For the last decade and more before Trump came along America has been sleepwalking towards nuclear holocaust on the US mainland, as President after President caved in to Rocket Man, and American greatness was allowed to erode.
Now the era of Kim acting out with impunity will come to an end.
South Korea is a nation of ingrates, and America has risked its very existence and a nuclear winter in the heartland for long enough. When they voted against America, they demonstrated themselves as a country with no good-will towards their benefactor – and now they will learn what happens when you bite the hand that feeds you.
Get prepared to say goodbye to your K-Pop idols kids, because Plastic Surgery Korea just became a third wheel to America, and now everything on the Korean Peninsula except the US forces that have wasted the last seventy years defending a nation of dog eating degenerates from Chinese aggression can all go to hell.
Trump captures victory one flag after another.
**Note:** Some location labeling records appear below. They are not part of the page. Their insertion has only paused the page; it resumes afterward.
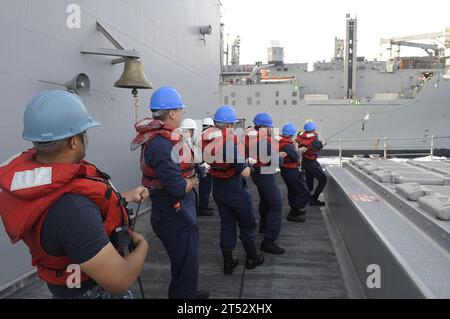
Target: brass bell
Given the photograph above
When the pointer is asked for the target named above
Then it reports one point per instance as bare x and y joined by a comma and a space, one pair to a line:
133, 76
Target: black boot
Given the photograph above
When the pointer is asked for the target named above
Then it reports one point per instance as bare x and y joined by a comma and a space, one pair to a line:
296, 216
270, 247
253, 258
297, 212
261, 228
202, 294
229, 263
206, 212
254, 261
316, 202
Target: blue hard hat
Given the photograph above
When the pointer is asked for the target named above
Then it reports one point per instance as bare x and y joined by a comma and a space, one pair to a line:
225, 114
166, 98
56, 115
310, 126
289, 129
263, 119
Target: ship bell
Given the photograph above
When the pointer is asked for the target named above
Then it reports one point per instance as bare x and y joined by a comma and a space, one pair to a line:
133, 76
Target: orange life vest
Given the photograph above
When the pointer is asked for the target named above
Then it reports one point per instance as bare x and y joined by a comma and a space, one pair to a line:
29, 189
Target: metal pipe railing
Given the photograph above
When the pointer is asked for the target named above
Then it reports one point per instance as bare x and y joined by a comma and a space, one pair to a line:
387, 147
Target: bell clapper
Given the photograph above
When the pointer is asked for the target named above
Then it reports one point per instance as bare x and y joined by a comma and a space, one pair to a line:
137, 104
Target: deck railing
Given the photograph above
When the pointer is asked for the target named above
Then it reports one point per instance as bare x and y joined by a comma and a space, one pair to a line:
428, 148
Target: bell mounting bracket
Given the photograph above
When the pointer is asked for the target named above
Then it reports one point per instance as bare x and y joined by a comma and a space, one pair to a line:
118, 52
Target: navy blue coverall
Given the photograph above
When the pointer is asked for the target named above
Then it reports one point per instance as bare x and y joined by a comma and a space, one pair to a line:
176, 229
298, 193
313, 170
204, 192
270, 205
234, 202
Year One was the White House and the Congress, and Year Two will be the obliteration of all America’s enemies abroad.
In a defining moment for his presidency, Trump is set to unleash the full might and fury of the US war machine against North Korea, and end the threat of a nuclear strike upon America by the rogue terrorist state once and for all.
There is now absolutely nothing that North Korea can do avert its complete and utter annihilation, as the President decides on WHEN and NOT IF to attack North Korea, and immediately degrade it back to the Stone Age.
America is gearing up for the best kind of war, one that it will WIN, because its President pays no attention to those at home who embolden the enemy, and because he is completely unshackled from caring about what his enemies in the UN think.
Will Trump obliterate the Norks for Christmas? Will he drop the Bomb on midnight and wish Kim a Happy New Year?
Only Trump and Mattis know the answer to this.
Godspeed American forces, and remember that cuck Malcolm Turnbull and dead-eyed Julie do not speak for our nation or our military, who are both more than happy to kill Commie Gooks.
RAAF to strafe the rubble, the Diggers to bayonet any survivors, and RAN to stop the Boats with extreme prejudice.
Full disclosure: John Miller’s IRL name is Frank Faulkner. I’m an Aussie and when I’m not obsessing about Conservative politics or defending Trump I also enjoy various sports and Christian activities.